Auszahlung von Hilfen Lange Verzögerungen bei Wohngeld erwartet
Bei der Wohngeldreform rechnen Kommunenvertreter mangels Personal mit starken Verzögerungen bei der Auszahlung. Schon heute dauere die Bearbeitung eines Antrags mehrere Monate. NRW geht von Bewilligungen erst ab April 2023 aus.
Das Wohngeld für deutlich mehr Berechtigte kann aus Sicht der Kommunen erst mit monatelangen Verzögerungen ausgezahlt werden. Grund sei vor allem der Personalmangel in den Behörden. "Schon heute dauert die Bearbeitung eines Wohngeldantrags drei bis sechs Monate", sagte Gerd Landsberg, Hauptgeschäftsführer des Deutschen Städte- und Gemeindebunds, der "Bild". "Das wird sich deutlich ausweiten."
Neben der Umstellung der Software auf neue Parameter komme auch eine Welle von neuen Anträgen auf die Kommunen zu. "Wir haben nicht die Leute, um die schnell abzuarbeiten", erklärte Landsberg.

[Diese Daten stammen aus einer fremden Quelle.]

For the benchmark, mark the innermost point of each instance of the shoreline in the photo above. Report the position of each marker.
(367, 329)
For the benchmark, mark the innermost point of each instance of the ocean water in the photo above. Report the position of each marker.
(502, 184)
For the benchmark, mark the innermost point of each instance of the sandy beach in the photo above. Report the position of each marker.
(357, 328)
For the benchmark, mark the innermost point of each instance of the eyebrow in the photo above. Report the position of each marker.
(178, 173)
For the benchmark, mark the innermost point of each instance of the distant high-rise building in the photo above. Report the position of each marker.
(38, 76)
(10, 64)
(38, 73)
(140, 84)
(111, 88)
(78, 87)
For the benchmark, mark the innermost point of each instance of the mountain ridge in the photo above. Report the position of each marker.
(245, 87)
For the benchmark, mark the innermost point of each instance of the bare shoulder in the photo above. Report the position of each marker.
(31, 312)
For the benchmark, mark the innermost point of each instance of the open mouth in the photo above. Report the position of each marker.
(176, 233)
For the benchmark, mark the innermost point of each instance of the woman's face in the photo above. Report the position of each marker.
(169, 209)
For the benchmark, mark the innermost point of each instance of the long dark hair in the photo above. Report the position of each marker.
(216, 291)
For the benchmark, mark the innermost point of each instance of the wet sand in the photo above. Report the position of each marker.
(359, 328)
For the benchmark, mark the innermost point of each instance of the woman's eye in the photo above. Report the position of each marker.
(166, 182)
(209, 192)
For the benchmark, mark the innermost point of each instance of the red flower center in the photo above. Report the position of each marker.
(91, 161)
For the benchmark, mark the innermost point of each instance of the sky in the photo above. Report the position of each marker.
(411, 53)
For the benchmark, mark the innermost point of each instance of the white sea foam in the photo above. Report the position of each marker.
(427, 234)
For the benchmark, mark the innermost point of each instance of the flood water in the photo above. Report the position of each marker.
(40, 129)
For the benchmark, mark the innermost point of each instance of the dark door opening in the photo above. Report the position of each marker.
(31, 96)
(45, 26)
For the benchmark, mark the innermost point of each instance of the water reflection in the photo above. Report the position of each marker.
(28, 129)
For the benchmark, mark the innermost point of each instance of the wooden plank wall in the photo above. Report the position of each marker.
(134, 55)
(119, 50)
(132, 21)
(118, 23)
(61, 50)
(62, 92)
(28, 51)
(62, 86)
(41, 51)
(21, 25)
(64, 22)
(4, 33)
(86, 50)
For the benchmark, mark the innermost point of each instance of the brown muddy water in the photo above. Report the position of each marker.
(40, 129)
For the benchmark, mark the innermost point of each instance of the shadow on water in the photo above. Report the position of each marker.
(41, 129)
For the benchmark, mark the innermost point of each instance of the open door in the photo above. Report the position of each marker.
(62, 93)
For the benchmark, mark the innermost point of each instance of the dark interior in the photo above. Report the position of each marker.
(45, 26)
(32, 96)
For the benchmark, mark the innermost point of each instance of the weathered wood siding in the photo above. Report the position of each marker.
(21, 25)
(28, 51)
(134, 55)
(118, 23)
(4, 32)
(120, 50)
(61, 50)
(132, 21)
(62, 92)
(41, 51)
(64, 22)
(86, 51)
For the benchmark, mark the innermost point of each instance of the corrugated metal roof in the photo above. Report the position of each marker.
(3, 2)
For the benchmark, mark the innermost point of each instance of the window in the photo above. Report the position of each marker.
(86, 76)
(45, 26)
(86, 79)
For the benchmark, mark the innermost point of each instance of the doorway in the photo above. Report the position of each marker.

Die Städte hätten die Stellen ausgeschrieben, könnten sie aber nicht besetzen.
"Die Unterstützung wird viele Menschen nicht zeitnah erreichen", sagte auch der Geschäftsführer des Städtetages NRW sowie des Deutschen Städtetags, Helmut Dedy. Der Bund habe sich geweigert, Vereinfachungen im Gesetz wie zum Beispiel Pauschalen einzuführen, die eine zügigere Auszahlung ermöglicht hätten. Jetzt komme es darauf an, die EDV-Vorgaben vom Land so schnell wie möglich zu bekommen. Auch Dedy prognostizierte wochen- oder monatelange Verzögerungen. "Das ist eine Bauchlandung mit Ansage", sagte er.
Bauministerium: Verwaltung soll vereinfacht werden
Eine Sprecherin von Bundesbauministerin Klara Geywitz (SPD) verwies auf geplante Verwaltungsvereinfachungen, die es einfacher machen sollten, das Wohngeld auszuzahlen. Das sogenannte Wohngeld-Plus-Gesetz sehe unter anderem die Möglichkeit vorläufiger Zahlungen vor. Außerdem könne der Bewilligungszeitraum bei gleichbleibenden Verhältnissen auf 24 Monate verlängert werden.
Bis Ende Juni 2023 werde zudem die Verpflichtung der Jobcenter ausgesetzt, Menschen umgehend an die Wohngeldbehörde zu verweisen, die zuvor Hartz IV oder Sozialhilfe bezogen haben. Damit soll ein Antrags- oder Bearbeitungsstau vermieden werden, so dass zügig über Anträge sogenannter Wechsler entschieden werden soll.
Ziel sei es, die Verwaltungsvereinfachungen bis Mitte Dezember abzuschließen, so dass sie zu Beginn Januar final seien, so die Sprecherin. Mit den Verwaltungsvereinfachungen werde den Ländern die Möglichkeit an die Hand gegeben, flexibler auf die steigenden Antragszahlen und entsprechende Geschäftslagen reagieren zu können.
NRW rechnet mit Bewilligungen erst ab April 2023
Aus den Ländern kommt jedoch Kritik: Auch Nordrhein-Westfalens Bauministerin Ina Scharrenbach (CDU) rechnet mit massiven Verzögerungen und Problemen bei der Umsetzung. "Die Bundesregierung hatte von Anfang an das Ziel, die Wohngeldreform mit aller Macht durchzuboxen. Dabei wird sie sich selbst ein blaues Auge holen", sagte Scharrenbach. Es fehle an Personal für die Bearbeitung der Anträge, und neue Mitarbeiter könnten auch erst ab Mitte Dezember geschult werden.
"Wir gehen davon aus, dass Wohngeldanträge nach neuem Recht erst ab April 2023 und dann rückwirkend bewilligt werden können", sagte die NRW-Ministerin. Schon jetzt sei ein Ansturm auf die Wohngeldstellen zu bemerken. Für mögliche Abschlagszahlungen habe kaum ein Land Vorkehrungen getroffen. Außerdem brächten sie Doppelarbeit für die Verwaltungen.
Bayerns Bauminister Christian Bernreiter (CSU) sagte: "Bei dieser großen Reform wäre es unerlässlich gewesen, dass der Bund auf die Praxis hört und die Voraussetzungen dafür schafft, dass das Wohngeld schnell an die Berechtigten ausgezahlt werden kann." Eine Antragsbearbeitung und Auszahlung bei einer Verdreifachung der Empfängerhaushalte sei nicht mit dem bestehenden Personal zu stemmen.
Der Bundesrat hatte am Freitag der Reform zugestimmt. Demnach könnten im nächsten Jahr zusätzlich zu den bisher 600.000 Haushalten bundesweit bis zu 1,4 Millionen weitere Anspruch auf einen staatlichen Zuschuss zur Miete bekommen. Wohngeld können Haushalte beantragen, die zwar keine Sozialleistungen beziehen, trotzdem aber wenig Geld haben.